Вдоль камер двигался Чарли. В руках у него была связка ключей. Он выпускал заключенных одного за другим. Чарли открывал камеры, заключенные выходили и шли по коридору. Мимо камеры Фреда Чарли прошел не останавливаясь. Двери всех камер были
Фред завизжал. Чарли даже не оглянулся. Он дошел до конца блока камер, вышел, спустился по лестнице.
Фред остался в полном одиночестве.
Эрик Ларсен не оглядывался по сторонам, ни вправо, ни влево. Шел большими шагами. Огибал мертвых и раненых. На призывы о помощи он не обращал внимания. Он мог бы помочь людям, но им двигало лишь одно всепоглощающее побуждение. Холодный блеск глаз Эрика и небрежно выставленный вперед ствол дробовика отбивали охоту заступать ему дорогу.
Другие полицейские навстречу ему не попадались. А на прочих он едва ли обращал внимание. Некоторые люди помогали раненым, другие безутешно рассматривали руины, оставшиеся от их домов, мастерских, магазинов, третьи бежали куда-то — и сами не знали куда.
Сейчас эти люди ни в малейшей степени не интересовали Эрика. Они все были приговорены к смерти. Точно так же, как к смерти был приговорен и сам Эрик.

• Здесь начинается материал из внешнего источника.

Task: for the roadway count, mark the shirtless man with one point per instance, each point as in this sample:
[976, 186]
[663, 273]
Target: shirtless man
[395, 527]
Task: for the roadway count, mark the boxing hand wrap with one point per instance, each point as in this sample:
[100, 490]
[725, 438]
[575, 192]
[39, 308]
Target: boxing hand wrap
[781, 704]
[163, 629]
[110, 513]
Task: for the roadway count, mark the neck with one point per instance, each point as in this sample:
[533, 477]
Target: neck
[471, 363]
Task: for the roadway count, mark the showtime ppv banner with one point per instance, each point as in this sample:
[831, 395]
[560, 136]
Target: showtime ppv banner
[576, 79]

Он мог бы раздобыть себе автомобиль и удрать на нем в горы. Эрик видел проносившиеся мимо машины. Видел Эйлин Ханкок — в старом «крайслере». Если бы она остановилась, Эрик, возможно, уехал бы с ней. Но она не остановилась, и Эрик был этому только рад, поскольку, значит, то, что он решил, будет выполнено.
Но предположим, то, что он решил, — не нужно. Предположим, он не нужен. И то, что он задумал, — бессмысленная затея. Неизвестно: заранее ответ предугадать невозможно.

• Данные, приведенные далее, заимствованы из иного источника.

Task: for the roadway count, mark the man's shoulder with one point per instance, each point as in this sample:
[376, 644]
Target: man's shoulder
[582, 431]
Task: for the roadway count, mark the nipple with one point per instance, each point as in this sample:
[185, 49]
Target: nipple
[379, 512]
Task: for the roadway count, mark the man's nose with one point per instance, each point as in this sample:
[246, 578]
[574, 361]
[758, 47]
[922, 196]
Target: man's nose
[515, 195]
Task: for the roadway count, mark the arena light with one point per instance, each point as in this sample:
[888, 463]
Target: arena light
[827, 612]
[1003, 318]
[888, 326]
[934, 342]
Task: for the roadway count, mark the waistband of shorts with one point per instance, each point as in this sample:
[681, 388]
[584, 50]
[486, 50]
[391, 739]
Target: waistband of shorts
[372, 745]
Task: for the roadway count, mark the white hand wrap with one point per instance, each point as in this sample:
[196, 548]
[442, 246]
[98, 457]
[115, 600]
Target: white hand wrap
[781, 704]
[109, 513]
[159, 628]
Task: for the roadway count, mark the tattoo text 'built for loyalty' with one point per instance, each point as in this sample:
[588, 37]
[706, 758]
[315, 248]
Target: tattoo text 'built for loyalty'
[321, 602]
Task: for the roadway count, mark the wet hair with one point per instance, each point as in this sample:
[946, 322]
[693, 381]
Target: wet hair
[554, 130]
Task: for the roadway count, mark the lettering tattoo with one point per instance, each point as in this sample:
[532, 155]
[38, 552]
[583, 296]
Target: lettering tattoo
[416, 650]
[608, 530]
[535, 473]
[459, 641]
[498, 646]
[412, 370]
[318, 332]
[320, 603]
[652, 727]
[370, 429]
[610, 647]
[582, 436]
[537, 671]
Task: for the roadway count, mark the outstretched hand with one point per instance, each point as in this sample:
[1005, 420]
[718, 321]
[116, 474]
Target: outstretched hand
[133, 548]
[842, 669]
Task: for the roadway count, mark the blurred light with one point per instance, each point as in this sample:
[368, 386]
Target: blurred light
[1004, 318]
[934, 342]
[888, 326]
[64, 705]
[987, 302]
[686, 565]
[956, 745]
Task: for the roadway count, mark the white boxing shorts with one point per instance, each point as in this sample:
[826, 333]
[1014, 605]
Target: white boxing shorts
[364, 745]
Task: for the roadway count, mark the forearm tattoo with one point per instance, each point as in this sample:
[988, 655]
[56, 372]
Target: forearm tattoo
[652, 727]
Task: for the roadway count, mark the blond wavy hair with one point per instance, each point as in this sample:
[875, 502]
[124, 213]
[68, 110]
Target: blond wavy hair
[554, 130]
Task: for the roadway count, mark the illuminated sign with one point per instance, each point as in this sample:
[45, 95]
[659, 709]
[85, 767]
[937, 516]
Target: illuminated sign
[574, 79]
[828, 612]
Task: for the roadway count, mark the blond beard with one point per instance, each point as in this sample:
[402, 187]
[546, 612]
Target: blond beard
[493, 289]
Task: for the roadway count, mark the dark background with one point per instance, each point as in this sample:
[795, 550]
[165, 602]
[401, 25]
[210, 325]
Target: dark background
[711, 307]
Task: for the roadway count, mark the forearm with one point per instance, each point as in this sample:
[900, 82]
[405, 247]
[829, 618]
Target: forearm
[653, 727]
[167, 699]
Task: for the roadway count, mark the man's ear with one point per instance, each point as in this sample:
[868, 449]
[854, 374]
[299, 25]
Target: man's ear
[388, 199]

Но мне бы все же следовало найти себе машину, подумал он. Покончив с этим делом, я получил бы какой-то шанс спастись. Нет, уже слишком поздно. Уже видны полицейский участок и дом городского совета. Вон и тюрьма. Похоже, людей нигде нет. Эрик вошел в здание тюрьмы. Под обломками огромного шкафа, стоявшего раньше у стены, лежала женщина-полицейский. Мертвая. Больше никого не было — ни живых, ни мертвых. Эрик шел в глубь тюрьмы — мимо картотеки, вверх по лестнице. Вот и блок камер. Там было тихо.
Значит, все-таки это была бессмысленная затея. Приход Эрика сюда оказался ненужным. Эрик уже хотел спуститься обратно по лестнице, но остановился. Уже совсем тогда бессмысленно было добираться сюда, в такую даль, чтобы уйти, не удостоверившись полностью.
Говорили, что вслед за падением Молота нужно ждать цунами. В тюрьме Бурбанка должны были находиться люди, угодившие сюда по милости Эрика Ларсена. Пьянчуги, мелкие воришки, юные бродяги, утверждающие, что им уже исполнилось восемнадцать, но выглядевшие гораздо моложе. Их нельзя оставить просто так, чтобы, запертые в своих камерах, забытые, они захлебнулись, утонули… как крысы. Они этого не заслуживали. Эрик обязан выпустить их — это его долг.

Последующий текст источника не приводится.